It’s not too hard these days to generate a research report or an article with the help of AI. You just need to figure out the topic and prompt chatgpt, it will generate a draft for you. Potentially you can polish the draft and work towards a decent article. However I found myself even lazier than that. I just want to show the AI the topic and some keypoints and let it generate a long comprehensive article for me.

There are two major blockers for a general AI to do this. First, it can’t access the internet to get the latest information. Second, there is an output length limit for most of the AI models(4096 tokens or 500 words for even GPT-4)

Multi-agents & CrewAI

Then I came across a framework called CrewAI which gives an example on how to use it to generate instagram posts . The main concept of CrewAI is agents, tasks, tools and crew. Agents are powered by llm models which can execute tasks. Crew is a group of agents that can work together to complete a complicated task like research report generation. During the process agents can use tools like web search/scraping to finish the tasks.

Sounds good, so I followed the example of instagram post and created a few agents including researcher,writer and editor. The researcher agent is responsible for collecting information from the internet, the writer agent is responsible for writing the draft and the editor agent is responsible for polishing the draft. Then I created a crew with these agents and let them work together to generate a research report.

Then I kickoff the crew process in the terminal and monitor the process. I have to admit it feels like I’m managing a team of AI agents to work for me. After like 10 mins the process is done and I got the article. I have to say that the quality looks good and has all the keypoints with up-to-date information. However it fall short of my expectation of the length. Although I prompt the agents with clear instruction on the length matters, the output is still around 500 words, no matter how many times I tried.

Then I figured out that it was the limitation of llm model. as the flow is a sequence which would end at the output node which is the task for editor agent. It simply just can’t exceed the limit of gpt-4 output length.

Besides that, the execution seems costly. As it needs to take in the content from google search multiple times, I found it can easily consume over 100k tokens or 3$ if you use gpt-4. It better be a great output however the lenghth is still a concern.

Divide and Conquer

One of the most fundamental strategies in computer science kicks in , divide and conquer. OK so if I can’t generate a whole article in one go , can I generate it in several parts and then combine them together? That sounds possible.

But you can’t simply divide the article into several parts and let the agents work on them separately. As the agents are not aware of each other, they can’t work on the same article. So it has to be a master agent to look after the structure of the article and assign tasks to the sub-agents.

I created a master agent and let it write the introduction and conclusion and divide the article body into several parts and assign tasks to the sub-agents. The sub-agents will generate the content for their part and return to the master agent. Then the master will combine the parts together and generate the final article.

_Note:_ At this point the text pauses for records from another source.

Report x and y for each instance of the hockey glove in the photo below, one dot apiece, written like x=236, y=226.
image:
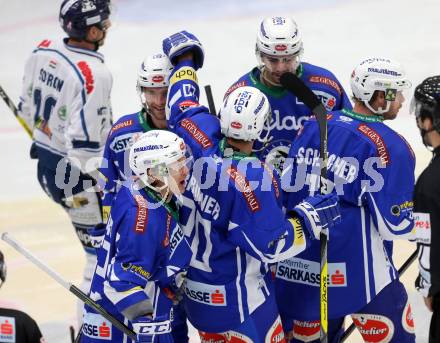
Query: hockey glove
x=153, y=330
x=319, y=213
x=181, y=42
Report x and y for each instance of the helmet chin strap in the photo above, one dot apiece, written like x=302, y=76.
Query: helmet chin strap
x=380, y=110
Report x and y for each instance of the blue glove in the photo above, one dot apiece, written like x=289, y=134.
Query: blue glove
x=319, y=213
x=156, y=330
x=181, y=42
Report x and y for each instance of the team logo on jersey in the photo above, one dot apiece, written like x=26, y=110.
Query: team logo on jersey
x=138, y=270
x=275, y=334
x=184, y=73
x=198, y=135
x=308, y=272
x=44, y=43
x=157, y=78
x=234, y=87
x=382, y=150
x=7, y=329
x=326, y=81
x=275, y=154
x=141, y=215
x=87, y=73
x=407, y=319
x=213, y=295
x=374, y=328
x=242, y=185
x=62, y=113
x=306, y=331
x=96, y=326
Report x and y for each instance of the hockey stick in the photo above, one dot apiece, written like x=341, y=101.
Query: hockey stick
x=67, y=285
x=14, y=110
x=401, y=270
x=210, y=99
x=295, y=85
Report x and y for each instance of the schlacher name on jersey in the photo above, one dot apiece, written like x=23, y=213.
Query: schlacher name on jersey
x=308, y=272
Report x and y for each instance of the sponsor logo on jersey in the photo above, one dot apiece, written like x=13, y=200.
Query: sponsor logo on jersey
x=141, y=215
x=213, y=295
x=326, y=81
x=236, y=125
x=125, y=123
x=184, y=73
x=62, y=113
x=382, y=150
x=408, y=319
x=274, y=181
x=242, y=185
x=374, y=328
x=298, y=270
x=422, y=228
x=138, y=270
x=275, y=334
x=96, y=326
x=88, y=76
x=234, y=87
x=44, y=43
x=7, y=329
x=176, y=238
x=198, y=135
x=184, y=105
x=306, y=331
x=406, y=206
x=149, y=147
x=157, y=78
x=122, y=143
x=384, y=71
x=280, y=47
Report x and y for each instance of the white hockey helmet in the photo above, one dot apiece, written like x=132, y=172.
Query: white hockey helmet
x=157, y=151
x=154, y=72
x=378, y=74
x=244, y=114
x=278, y=36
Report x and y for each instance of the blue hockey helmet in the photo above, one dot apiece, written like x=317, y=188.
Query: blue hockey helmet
x=77, y=15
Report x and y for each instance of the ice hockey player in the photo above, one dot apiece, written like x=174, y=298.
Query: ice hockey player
x=279, y=49
x=239, y=226
x=152, y=87
x=16, y=326
x=144, y=248
x=372, y=169
x=66, y=101
x=426, y=106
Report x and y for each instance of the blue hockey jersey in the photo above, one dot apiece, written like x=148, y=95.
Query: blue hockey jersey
x=142, y=249
x=115, y=167
x=372, y=169
x=289, y=113
x=235, y=214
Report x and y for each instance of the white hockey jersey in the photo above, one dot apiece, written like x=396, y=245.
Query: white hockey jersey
x=66, y=102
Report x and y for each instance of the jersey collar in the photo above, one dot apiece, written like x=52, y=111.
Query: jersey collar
x=367, y=118
x=228, y=151
x=83, y=51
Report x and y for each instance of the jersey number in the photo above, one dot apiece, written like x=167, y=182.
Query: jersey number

As a first step the draft looks like:

# Introduction
abcd

# Part 1 (assigned to agent 1)
# Part 2 (assigned to agent 2)
...

# Conclusion
xyz

As this would take each section as a separate task, the output lengh is not a concern anymore. The master agent can also contain the logic to control the lengh of each part. All works well I just found the last step to combine the parts is a bit tricky as all agents are supposed to use llm, however in this case I just need it simply combine the parts together. So atm I manually combine the parts together but this should be relatively easy to implement a custom tool or separate script.

Open source models

The second blocker for scaling up is the price, you have to admit 3$ for a 500 words article is not neglectable. So I also tried open source llm models like llama3. I used the api from Groq which is quite generous to provide 1million tokens for almost free. I used llama3-70b , it works mostly fine but in the middle I can tell from the logs it sometimes lost the action context and has to reverse and try again. But somehow it still managed to generate but the quality is not as good as gpt-4. I think it’s somewhare around gpt-3.5. But it’s almost free so I can’t complain too much.

I also tried llama3-8b, it still manages to generate but the quality is dramatically downgraded. However considering you can even run it on your own machine, it can be a good fit for some simple use cases.

Alternative platforms

Besides CrewAI , Autogen backed by Microsoft is another platform that offers multi-agents capabilities. I didn’t try it yet but I had a glance of how it works , as under the hood it also relies on llm models to run agents. You should expect similar results and same issues brough by llm itself.

Another inteseting and promising tool is GPT-researcher multi_agents. It is designed to generate research reports. I tried several runs and get impressed with it’s cost efficiency and long article generation capability. Say a topic like “How to use AI to generate long articles” it can generate a 4k words article if you use detailed style with under 1$ which is quite impressive. I almost turned to this tool for my task but I found it’s not as flexible as crewAI to customize the agents and output format. Also the sections seem not to know each other so it’s hard to generate a coherent article. However if you expect exactly the same format for your articles, gpt-researcher is a wonderful choice.

Conclusion

This is just my simple experiment on utilizing multi-agents for tasks like long article generation. It is an area that is fast evolving and I believe there will be more tools and platforms coming out. Some platforms are even conquering complex tasks like automatic code develoment. It looks both exiting and a bit scary. But if it has to come, we better be prepared.